(TibetanReview.net, May29’22) – The UN High Commissioner for Human Rights, Ms Michelle Bachelet, has said May 28 that she had spoken to the Chinese leadership about the need to protect the Tibetan people’s linguistic and religious rights during her May 23-28 visit to China and Chinese ruled East Turkestan (Xinjiang).
“On the Tibet Autonomous Region, it is important the linguistic, religious and cultural identity of Tibetans be protected, and that Tibetan people are allowed to participate fully and freely in decisions about their religious life and for dialogue to take place,” she said in her statement from Guangzhou at the end of her tour.
In particular, she has stressed the importance of Tibetan children being taught in their own mother tongue in their own family and community settings. “I discussed education policies in the Tibet Autonomous Region and stressed the importance of children learning in their own language and culture in the setting of their families or communities,” she said in her statement.
It was the only paragraph in her statement which focused on Tibet.
In the only other paragraph in her statement which contained any mention of Tibet, she has said, “In advance of my visit, my Office and I met virtually with a number of civil society organisations that are working on issues relating to Xinjiang, Tibet, Hong Kong and other parts of China.”
And she has spoken of having interacted with “civil society organisations, academics, and community and religious leaders and others inside and outside” the People’s Republic of China.
Under President Xi Jinping’s renewed and much more stringent and coercive Sinicization move, China has made Mandarin Chinese the only medium of instruction in schools in Tibet even for kindergarten children.
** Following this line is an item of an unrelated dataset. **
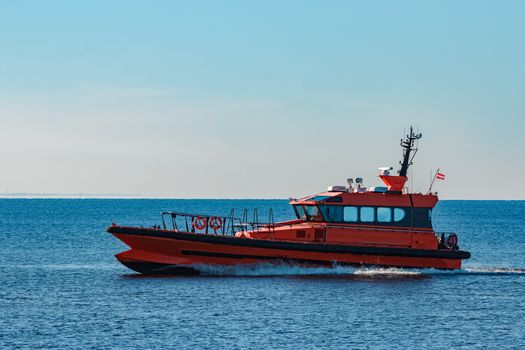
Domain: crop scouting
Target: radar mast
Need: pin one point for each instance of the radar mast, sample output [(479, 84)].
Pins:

Privately-run schools and coaching centres teaching Tibetan language and culture have been shut down with their buildings demolished in some cases.
China also now requires Tibetan Buddhist religious texts to be translated into Mandarin Chinese so that student monks and nuns should learn and speak with each other only in this so-called common national language rather than in their own mother tongue.
The atheist Chinese government has also passed laws to assume the right to appoint reincarnations of Tibetan Buddhist leaders despite the fact that it is an intrinsically religious process involving prayers, rituals and belief systems as well as following instructions left by the deceased leaders.